Оба Хейденрейха, и отец и сын, до последнего дня войны были настроены весьма агрессивно. Ее же мало кому приходилось видеть.
Седьмого мая, к вечеру, начали распространяться слухи об освобождении. Вечером на балконах вывесили флаги, дети бегали по улицам с маленькими флажками, заработало молчавшее до сих пор радио, изо всех окон слышался голос диктора, неслась музыка. На площади, на улицах люди жгли шторы затемнения, собирались вокруг костров и пели. Потом начались танцы — на площади, на улицах, на набережной. Появились бойцы Сопротивления в своих непромокаемых куртках. Никакого официального сообщения еще не было, и немцы по-прежнему находились в городе; но они предпочитали отсиживаться по казармам и баракам.
И сквозь всю эту праздничную сутолоку, не обращая ни на кого внимания, медленно шел доктор Хейденрейх. Люди замолкали, когда он подходил, — его ненавидели. Но никто его не тронул, никто не сказал ему ни слова. "У него было такое странное лицо, — рассказывал потом один из очевидцев. — По-моему, он нас даже и не видел".
Он прошел через весь город вниз к набережной и спустился прямо к причалу.
Тут его в первый раз окликнули.
— Эй, ты! — крикнул кто-то. — Капут теперь вашему брату!
Слышал он, нет ли — неизвестно. Как раз в это время он подошел к краю причала. Он прыгнул сразу, не останавливаясь, и тут же ушел под воду. Нашли его только часа через два. В карманах у него оказалось несколько килограммов свинца и разного другого металла — главным образом, пули и прочая мелочь, но, в частности, и большой свинцовый слиток.

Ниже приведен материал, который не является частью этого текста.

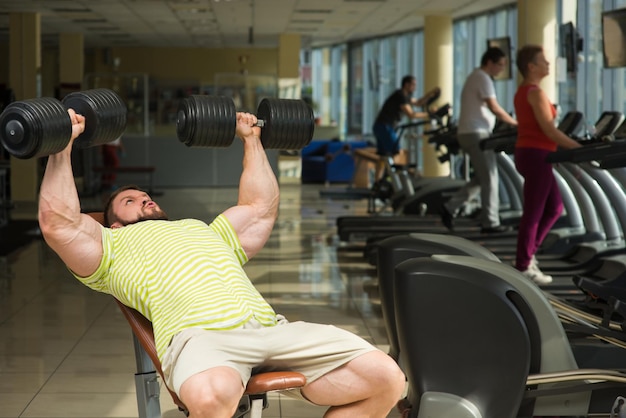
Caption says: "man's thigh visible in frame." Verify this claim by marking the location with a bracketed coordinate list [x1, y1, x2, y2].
[259, 321, 379, 383]
[162, 322, 378, 397]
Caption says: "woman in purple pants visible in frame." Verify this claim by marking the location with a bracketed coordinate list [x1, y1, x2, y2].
[513, 45, 581, 285]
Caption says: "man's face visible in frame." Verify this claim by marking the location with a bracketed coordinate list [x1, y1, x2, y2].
[110, 189, 168, 228]
[487, 57, 507, 77]
[406, 79, 417, 94]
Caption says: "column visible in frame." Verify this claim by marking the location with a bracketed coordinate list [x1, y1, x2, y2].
[518, 0, 558, 98]
[423, 15, 453, 177]
[277, 33, 301, 100]
[59, 33, 87, 192]
[59, 32, 84, 96]
[9, 12, 41, 214]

Он, видимо, никому ни словом не обмолвился о своем намерении. Судя по всему, даже сыну — тот чуть рассудка не лишился и, когда вытаскивали труп, все кричал: "Почему ты это сделал, отец!"

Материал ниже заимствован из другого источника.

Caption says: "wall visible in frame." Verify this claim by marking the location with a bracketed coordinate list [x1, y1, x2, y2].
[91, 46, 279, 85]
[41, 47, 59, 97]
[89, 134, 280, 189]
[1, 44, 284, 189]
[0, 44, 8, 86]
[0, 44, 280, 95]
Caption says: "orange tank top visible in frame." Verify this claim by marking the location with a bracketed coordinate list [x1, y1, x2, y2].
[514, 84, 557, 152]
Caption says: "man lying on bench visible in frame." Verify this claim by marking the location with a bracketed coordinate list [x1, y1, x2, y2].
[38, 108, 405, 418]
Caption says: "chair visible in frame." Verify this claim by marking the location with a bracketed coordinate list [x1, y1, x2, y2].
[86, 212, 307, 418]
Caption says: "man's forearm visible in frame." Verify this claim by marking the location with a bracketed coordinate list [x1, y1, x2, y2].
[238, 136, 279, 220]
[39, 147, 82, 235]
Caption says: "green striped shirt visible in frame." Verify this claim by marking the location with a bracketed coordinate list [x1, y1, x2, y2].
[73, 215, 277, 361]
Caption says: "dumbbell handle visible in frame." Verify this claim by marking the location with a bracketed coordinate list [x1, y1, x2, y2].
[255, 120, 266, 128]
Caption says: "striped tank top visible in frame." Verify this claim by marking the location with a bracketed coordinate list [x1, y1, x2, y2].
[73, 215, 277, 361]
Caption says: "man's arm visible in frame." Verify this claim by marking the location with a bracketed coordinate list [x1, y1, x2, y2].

Он и Марии ничего не сказал, но это как раз понятно. Между ними в последнее время словно черная кошка пробежала, так, во всяком случае, говорили, хотя точно, конечно, никто ничего не знал.
На следующий день арестовали сына. Когда его арестовывали, он стоял молча, прищурив глаза, и только улыбался.
Через два дня Хейденрейха похоронили — тихо, незаметно.
Все это произошло еще до приезда директора и доктора, то есть до тринадцатого — они приехали одни, семьи пока остались в Швеции, и Гармо тоже. Но первое, что они здесь услышали, была эта история. И первое, что они сделали, — стали звонить Марии.
Они думали, что ей, наверно, надо помочь, и считали, что она того заслуживает.
Но она не хотела никакой помощи. Она сказала, что отлично справляется сама. Спасибо, у нее есть все что надо. Очень мило с их стороны, но право же… Она только что не бросила трубку.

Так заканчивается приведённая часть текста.